Affordable Bayesian Neural Networks

Posted by Yuling Yao on May 20, 2019.       Tag: computation  
We wrote a new paper on approximate Bayesian inference in deep network, with a similiar computation cost as point estimation.

Recently Oscar Chang and I and some others wrote a paper with the title Ensemble Model Patching: A Parameter-Efficient Variational Bayesian Neural Network. It mostly addresses the challenge of large scale Bayesian inference on deep neural networks.

The motivation is clear: 1) We want to fit Bayesian neural networks, but we do not afford to run MCMC. Indeed we do not even afford to run variational inference, as a mean-field gaussian approximation will double the parameter use and make it infeasible for the the use in the state of the art network, and 2) I really write a deep learning paper whatever it means.
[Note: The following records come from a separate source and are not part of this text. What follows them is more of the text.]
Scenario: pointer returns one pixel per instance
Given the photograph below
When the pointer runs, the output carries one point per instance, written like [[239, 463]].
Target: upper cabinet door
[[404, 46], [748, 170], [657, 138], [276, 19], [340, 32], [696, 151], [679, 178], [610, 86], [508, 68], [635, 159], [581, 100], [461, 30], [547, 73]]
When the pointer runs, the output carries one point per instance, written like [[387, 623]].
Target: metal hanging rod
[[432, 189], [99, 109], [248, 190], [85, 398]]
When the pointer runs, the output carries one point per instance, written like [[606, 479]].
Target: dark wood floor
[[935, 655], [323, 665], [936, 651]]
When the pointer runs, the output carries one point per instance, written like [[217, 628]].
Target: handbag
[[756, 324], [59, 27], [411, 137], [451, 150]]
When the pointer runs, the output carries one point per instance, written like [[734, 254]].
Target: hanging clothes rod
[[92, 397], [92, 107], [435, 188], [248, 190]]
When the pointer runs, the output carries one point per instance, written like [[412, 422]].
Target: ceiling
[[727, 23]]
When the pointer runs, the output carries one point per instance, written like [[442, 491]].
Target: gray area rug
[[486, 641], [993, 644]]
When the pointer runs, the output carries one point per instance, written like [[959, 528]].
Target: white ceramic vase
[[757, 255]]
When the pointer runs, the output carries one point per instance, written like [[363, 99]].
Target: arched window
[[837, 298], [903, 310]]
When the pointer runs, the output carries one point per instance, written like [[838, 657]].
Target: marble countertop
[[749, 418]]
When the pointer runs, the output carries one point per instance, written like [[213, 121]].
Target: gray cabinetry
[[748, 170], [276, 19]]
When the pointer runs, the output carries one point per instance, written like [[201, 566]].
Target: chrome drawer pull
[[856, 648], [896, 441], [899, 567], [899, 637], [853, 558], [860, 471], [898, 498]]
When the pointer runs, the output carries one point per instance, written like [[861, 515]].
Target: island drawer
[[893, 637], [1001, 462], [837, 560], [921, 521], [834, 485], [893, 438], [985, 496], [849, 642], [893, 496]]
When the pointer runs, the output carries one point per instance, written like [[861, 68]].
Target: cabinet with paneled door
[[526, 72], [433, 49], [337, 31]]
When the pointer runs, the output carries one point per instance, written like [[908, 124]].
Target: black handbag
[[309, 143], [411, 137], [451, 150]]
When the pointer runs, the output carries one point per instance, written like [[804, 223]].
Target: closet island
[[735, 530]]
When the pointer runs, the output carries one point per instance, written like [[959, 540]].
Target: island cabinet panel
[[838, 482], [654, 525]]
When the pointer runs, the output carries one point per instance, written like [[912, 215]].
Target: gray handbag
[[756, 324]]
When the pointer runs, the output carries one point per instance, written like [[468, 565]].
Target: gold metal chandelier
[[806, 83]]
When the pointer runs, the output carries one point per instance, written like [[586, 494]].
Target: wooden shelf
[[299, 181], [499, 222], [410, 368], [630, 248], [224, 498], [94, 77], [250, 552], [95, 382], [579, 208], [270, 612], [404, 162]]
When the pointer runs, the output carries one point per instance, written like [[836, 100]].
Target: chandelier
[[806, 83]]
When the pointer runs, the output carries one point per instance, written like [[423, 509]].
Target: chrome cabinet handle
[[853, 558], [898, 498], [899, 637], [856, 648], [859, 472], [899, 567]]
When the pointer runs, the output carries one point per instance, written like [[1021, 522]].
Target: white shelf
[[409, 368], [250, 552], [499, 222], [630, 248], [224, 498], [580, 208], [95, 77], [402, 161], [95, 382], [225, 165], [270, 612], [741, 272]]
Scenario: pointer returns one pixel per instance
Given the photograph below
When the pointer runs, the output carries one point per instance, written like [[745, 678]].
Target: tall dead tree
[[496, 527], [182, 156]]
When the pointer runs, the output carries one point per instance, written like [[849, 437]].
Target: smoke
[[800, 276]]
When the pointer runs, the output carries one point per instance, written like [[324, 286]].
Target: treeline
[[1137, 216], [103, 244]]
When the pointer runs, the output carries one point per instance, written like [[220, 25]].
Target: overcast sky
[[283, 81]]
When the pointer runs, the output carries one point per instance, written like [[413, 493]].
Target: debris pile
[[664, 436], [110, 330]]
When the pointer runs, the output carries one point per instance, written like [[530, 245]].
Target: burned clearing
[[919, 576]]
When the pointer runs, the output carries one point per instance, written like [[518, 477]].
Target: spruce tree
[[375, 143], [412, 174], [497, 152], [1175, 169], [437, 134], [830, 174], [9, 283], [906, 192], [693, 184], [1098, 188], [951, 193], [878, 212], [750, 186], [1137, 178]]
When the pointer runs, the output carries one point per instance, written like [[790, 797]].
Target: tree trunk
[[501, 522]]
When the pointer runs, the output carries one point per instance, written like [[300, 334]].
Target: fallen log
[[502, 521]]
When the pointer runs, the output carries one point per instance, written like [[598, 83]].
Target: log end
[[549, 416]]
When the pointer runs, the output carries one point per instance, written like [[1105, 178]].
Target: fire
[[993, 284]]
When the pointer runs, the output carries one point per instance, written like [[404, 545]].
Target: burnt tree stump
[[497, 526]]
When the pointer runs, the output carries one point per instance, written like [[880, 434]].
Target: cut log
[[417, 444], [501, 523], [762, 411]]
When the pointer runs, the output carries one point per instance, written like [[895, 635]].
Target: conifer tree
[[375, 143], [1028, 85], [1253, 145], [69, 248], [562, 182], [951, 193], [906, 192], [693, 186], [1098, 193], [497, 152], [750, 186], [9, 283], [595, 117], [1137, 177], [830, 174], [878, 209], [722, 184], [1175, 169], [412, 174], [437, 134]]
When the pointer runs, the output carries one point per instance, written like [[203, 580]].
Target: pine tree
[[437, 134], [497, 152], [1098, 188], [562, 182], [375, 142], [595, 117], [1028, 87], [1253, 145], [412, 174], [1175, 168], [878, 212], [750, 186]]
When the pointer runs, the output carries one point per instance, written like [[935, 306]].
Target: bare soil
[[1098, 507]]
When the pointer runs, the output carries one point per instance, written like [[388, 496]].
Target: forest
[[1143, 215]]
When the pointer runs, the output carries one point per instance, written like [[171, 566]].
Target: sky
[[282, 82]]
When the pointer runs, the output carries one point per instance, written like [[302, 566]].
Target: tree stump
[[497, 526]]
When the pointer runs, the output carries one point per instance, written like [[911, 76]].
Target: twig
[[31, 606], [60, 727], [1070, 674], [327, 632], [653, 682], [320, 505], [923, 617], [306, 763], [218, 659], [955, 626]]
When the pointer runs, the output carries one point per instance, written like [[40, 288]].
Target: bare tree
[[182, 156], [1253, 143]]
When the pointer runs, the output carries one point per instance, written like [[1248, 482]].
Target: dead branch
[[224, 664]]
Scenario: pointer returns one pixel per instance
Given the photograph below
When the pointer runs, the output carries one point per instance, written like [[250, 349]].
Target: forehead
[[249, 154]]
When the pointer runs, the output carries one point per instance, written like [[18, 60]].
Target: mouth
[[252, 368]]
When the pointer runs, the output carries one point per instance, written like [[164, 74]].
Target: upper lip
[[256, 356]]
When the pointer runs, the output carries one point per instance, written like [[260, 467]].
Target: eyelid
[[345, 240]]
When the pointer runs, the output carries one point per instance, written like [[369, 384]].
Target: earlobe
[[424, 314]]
As a statistician, I rarely think about this kind of computational bottleneck too seriously, but Oscar reminds me that it is indeed a concern:

A 100\% parameter overhead will double the amount of memory required. However, as many deep learning models already utilize the available hardware resources to the fullest, often maxing out GPU memory usage. In 2015, the highest end consumer-grade GPU (Nvidia’s Titan X Maxwell), had 12GB of memory; by 2018, this number had doubled to 24GB. With Nvidia’s Titan RTX. This means that in the period 2015-2018, a programmer could only have Bayesianized state-of-the-art neural networks from prior to 2015. Any newer designs, once their parameter use had been doubled, would not fit into her GPU’s memory. Thus, the developer’s Bayesianized networks are up to three years behind the state-of-the-art. With GPU memory capacity doubling approximately every 3 years — an eternity in the rapidly progressing field of deep learning, the programmer’s Bayesianized networks will be up to three years behind the state of the art.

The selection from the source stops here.